Just the opposite. We should confront death squarely and honestly, and we should recognize that we are not hopeless or totally adrift in the face of it.

 

In truth, the church has a very hopeful and positive doctrine to proclaim. We are taught when the cross of ashes is marked on our heads, it means symbolically that we are God’s own. With ashes as signs of hope, we affirm that we are marked not for death only, but for new-life in Jesus Christ.

 

Yes, it’s true. We are mortal, finite, limited, flawed, fallible, and sinful – in fact, we are all of the above - but we are not hopeless. We are not doomed. We are, in truth, claimed by something much larger than ourselves. Those ashes on our forehead are a sign that we are claimed by God, and if God lays claim to us, nothing can separate us from the love of God; nothing, not even our own mistakes or our wayward moral turpitude. Nothing will ever be powerful enough to destroy the goodness that God has given to each of us.

 

There is hope rising out of these ashes, new life of which a phoenix could only dream. There is a promise of resurrection that comes only from the one who has been resurrected, Jesus the Christ. Maybe there isn’t the rich pageantry of Easter Sunday; maybe there aren’t flowers, lilies or candy eggs and Easter bunnies. But in these ashes there is hope for even the darkest nights of our souls, and that is a sign of the joy that is to come.

 

After we receive our ashes, we are invited to be participants in the holy season of Lent. We are invited into a journey of new life. The closeness with God that this season can bring doesn’t necessarily come from giving something up, or even taking something on. It comes primarily from this: the willingness to be marked as Christ’s own forever and to find your hope in His story – the story of Jesus-the-Man who became the Christ-of-faith.
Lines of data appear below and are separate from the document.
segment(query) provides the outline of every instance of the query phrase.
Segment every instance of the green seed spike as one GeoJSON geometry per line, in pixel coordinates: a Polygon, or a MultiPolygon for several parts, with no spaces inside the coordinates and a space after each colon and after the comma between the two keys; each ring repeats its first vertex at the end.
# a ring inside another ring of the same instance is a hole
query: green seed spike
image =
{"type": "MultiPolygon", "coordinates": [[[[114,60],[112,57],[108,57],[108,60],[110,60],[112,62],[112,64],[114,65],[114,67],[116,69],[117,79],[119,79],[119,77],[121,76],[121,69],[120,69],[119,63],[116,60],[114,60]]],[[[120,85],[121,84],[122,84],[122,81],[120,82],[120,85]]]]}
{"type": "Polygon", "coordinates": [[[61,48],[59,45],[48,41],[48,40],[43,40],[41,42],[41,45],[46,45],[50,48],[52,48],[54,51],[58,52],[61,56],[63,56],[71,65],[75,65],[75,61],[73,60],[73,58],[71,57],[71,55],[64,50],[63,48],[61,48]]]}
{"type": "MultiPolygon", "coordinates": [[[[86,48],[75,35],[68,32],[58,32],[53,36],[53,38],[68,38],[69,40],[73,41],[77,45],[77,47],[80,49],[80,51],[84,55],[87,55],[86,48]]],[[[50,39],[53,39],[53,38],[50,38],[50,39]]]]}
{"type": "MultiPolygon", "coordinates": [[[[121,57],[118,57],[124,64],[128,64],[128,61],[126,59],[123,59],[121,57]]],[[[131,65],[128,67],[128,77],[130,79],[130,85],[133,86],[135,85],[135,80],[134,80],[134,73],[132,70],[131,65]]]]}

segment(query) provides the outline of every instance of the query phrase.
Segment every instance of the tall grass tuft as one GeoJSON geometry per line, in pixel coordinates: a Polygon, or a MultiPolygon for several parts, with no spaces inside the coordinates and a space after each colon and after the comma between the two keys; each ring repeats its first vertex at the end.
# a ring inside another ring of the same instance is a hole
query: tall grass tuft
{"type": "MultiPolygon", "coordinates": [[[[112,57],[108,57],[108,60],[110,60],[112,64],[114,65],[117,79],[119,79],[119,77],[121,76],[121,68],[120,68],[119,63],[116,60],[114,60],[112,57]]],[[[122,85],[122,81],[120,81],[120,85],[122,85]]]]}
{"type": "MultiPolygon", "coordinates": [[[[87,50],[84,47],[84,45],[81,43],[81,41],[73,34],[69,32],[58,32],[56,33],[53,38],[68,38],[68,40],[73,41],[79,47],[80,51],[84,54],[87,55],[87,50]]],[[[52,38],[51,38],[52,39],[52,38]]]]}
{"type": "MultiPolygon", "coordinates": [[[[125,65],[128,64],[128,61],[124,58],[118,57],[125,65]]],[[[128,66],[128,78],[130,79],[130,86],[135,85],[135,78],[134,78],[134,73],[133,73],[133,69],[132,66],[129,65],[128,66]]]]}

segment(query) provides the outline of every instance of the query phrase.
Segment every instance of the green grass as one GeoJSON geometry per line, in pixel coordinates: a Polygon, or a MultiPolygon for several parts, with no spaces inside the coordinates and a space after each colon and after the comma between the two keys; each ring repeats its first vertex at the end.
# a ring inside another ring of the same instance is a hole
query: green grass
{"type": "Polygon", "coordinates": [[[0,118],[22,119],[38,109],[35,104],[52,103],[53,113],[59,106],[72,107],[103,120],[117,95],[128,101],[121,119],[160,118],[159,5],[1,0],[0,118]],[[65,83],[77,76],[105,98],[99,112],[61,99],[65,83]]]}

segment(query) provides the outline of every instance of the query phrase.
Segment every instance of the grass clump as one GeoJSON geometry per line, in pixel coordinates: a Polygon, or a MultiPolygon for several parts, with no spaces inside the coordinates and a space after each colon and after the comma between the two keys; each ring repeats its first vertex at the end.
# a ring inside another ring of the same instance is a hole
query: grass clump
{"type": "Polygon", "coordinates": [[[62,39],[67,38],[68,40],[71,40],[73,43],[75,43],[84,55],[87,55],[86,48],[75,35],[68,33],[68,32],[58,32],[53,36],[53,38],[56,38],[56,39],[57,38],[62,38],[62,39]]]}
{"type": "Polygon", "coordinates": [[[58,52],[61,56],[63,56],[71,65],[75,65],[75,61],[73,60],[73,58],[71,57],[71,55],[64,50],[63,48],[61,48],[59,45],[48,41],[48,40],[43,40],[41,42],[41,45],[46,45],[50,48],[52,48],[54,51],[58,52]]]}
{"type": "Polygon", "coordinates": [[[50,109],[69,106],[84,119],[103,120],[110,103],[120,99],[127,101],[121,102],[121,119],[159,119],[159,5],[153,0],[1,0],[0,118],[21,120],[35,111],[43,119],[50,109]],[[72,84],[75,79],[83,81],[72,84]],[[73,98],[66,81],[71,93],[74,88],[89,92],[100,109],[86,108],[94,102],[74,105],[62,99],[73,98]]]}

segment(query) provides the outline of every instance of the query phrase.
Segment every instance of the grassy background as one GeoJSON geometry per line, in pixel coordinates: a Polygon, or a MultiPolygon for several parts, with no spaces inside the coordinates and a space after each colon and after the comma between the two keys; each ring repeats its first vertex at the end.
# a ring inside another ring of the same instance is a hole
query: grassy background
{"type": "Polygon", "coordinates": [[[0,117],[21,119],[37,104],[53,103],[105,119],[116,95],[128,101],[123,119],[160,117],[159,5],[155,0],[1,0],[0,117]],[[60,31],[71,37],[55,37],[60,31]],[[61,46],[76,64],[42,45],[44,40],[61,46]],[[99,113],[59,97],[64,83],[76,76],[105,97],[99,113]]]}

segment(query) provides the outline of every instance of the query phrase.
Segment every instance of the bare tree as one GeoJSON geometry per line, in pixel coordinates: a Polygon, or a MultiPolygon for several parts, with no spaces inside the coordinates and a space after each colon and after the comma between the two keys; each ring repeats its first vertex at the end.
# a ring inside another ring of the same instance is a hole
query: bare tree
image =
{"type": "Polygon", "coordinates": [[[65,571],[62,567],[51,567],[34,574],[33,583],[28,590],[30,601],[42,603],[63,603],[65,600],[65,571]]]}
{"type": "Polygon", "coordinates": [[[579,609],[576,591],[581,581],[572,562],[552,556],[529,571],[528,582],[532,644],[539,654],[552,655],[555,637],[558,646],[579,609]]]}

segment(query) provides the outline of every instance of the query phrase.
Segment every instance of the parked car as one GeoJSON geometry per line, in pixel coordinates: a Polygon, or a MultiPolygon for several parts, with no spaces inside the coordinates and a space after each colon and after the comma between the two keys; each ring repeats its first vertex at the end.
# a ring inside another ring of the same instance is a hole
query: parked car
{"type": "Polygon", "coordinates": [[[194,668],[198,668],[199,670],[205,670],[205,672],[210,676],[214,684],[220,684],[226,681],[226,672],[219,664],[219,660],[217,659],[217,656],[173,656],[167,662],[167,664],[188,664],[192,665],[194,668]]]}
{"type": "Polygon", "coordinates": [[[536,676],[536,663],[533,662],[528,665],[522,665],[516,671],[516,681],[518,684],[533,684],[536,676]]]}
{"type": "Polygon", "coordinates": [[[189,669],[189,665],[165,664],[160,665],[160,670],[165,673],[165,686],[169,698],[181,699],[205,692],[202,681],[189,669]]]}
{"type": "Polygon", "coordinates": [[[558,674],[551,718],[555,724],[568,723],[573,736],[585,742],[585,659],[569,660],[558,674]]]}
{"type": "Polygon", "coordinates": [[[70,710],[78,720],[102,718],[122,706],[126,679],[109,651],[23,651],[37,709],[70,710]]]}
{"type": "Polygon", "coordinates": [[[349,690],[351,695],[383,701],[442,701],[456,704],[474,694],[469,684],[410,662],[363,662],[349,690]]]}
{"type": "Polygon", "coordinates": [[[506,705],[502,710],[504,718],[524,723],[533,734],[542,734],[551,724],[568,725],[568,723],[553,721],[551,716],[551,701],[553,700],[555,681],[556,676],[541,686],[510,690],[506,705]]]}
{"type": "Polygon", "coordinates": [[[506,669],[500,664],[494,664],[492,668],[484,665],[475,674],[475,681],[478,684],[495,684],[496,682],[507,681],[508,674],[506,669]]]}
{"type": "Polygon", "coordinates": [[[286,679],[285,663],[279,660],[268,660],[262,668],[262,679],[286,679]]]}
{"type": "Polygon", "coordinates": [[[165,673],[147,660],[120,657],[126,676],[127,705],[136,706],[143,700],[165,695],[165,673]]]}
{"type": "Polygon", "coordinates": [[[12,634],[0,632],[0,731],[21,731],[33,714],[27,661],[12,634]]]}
The ashes are just a visible signal that you are ready to start a journey that can change everything. They are a sign of hope on our foreheads, a symbol of where we will put our hope during these next 40 days and 40 nights of lent.

 

I invite you, therefore, in the name of the Church, to the observance of a holy Lent, by self-examination and repentance; by prayer, fasting, and self-denial; and by reading and meditating on God’s holy Word.

 

We ask all this in the Name of the Father, the Son, and the Holy Spirit. Amen.